Sprint today unveiled a comprehensive plan for the future of its network, calling the roadmap a Network Vision Blueprint.
The Kansas City-based carrier has awarded contracts to Alcatel-Lucent, Ericsson and Samsung to bring the plans to realization. The company says it will begin using “multimode technology” to enhance service and create network flexibility.
“We are very pleased with the results of our process which selected these three world-class partners. Each company realized the network proposal process was highly competitive, and each responded with innovative, cost-effective solutions,” said Dan Hesse, Sprint CEO, in a statement.
Sprint currently uses separate equipment to deploy services on 800 MHz spectrum, 1.9 GHz spectrum and, through its relationship with Clearwire, 2.5 GHz spectrum. Under the terms of the new contracts, Alcatel-Lucent, Ericsson and Samsung will install new network equipment and software that brings together multiple spectrum bands, or airwaves, on a single, multimode base station.
According to a press release, the base stations will allow for the flexibility to offer new technologies using any of the 800 MHz, 1.9 GHz or 2.5 GHz bands, as well as other spectrum bands.

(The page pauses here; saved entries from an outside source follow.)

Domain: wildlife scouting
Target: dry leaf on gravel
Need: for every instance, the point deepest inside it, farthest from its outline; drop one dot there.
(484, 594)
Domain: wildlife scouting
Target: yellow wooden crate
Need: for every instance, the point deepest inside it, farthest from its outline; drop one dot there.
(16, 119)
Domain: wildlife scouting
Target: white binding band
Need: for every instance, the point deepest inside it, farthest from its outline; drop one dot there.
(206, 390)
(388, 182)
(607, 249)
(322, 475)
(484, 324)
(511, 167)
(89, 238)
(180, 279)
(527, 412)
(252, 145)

Sprint and the three companies expect to finalize the implementation schedule and begin the first stages of deployment in 2011. Completion of the project is expected to take from three to five years.
Sprint estimates the total incremental cost of the Network Vision program during the deployment period to be between $4 billion and $5 billion and projects total net financial benefit for a seven-year period to be between $10 billion and $11 billion. The company attributes the cost savings to capital efficiencies, reducing energy costs, lowering roaming expenses, backhaul savings and the eventual reduction in total cell sites.
“This is a very bold move,” said Berge Ayvazian, senior consultant for Heavy Reading, in a statement. “Sprint was first with an all-digital wireless network; the first to upgrade to EVDO; and, more recently, the first to broadly offer 4G services. Sprint is once again first to deploy a common converged mobile network that will strengthen its 3G services; enhance its 4G technology options; and continue delivering the industry’s leading push-to-talk offering.”
As part of the plan, Sprint said the company will phase out its Nextel push-to-talk (PTT) iDen network by 2013.
Sprint promises to continue to serve PTT customers but says it will move the service to its CDMA network over time, resulting in faster call set-up times. The company said that over time, a shift is likely to occur whereby customers demand more data-centric applications with PTT usage and that CDMA is the best way to offer those applications along with the service.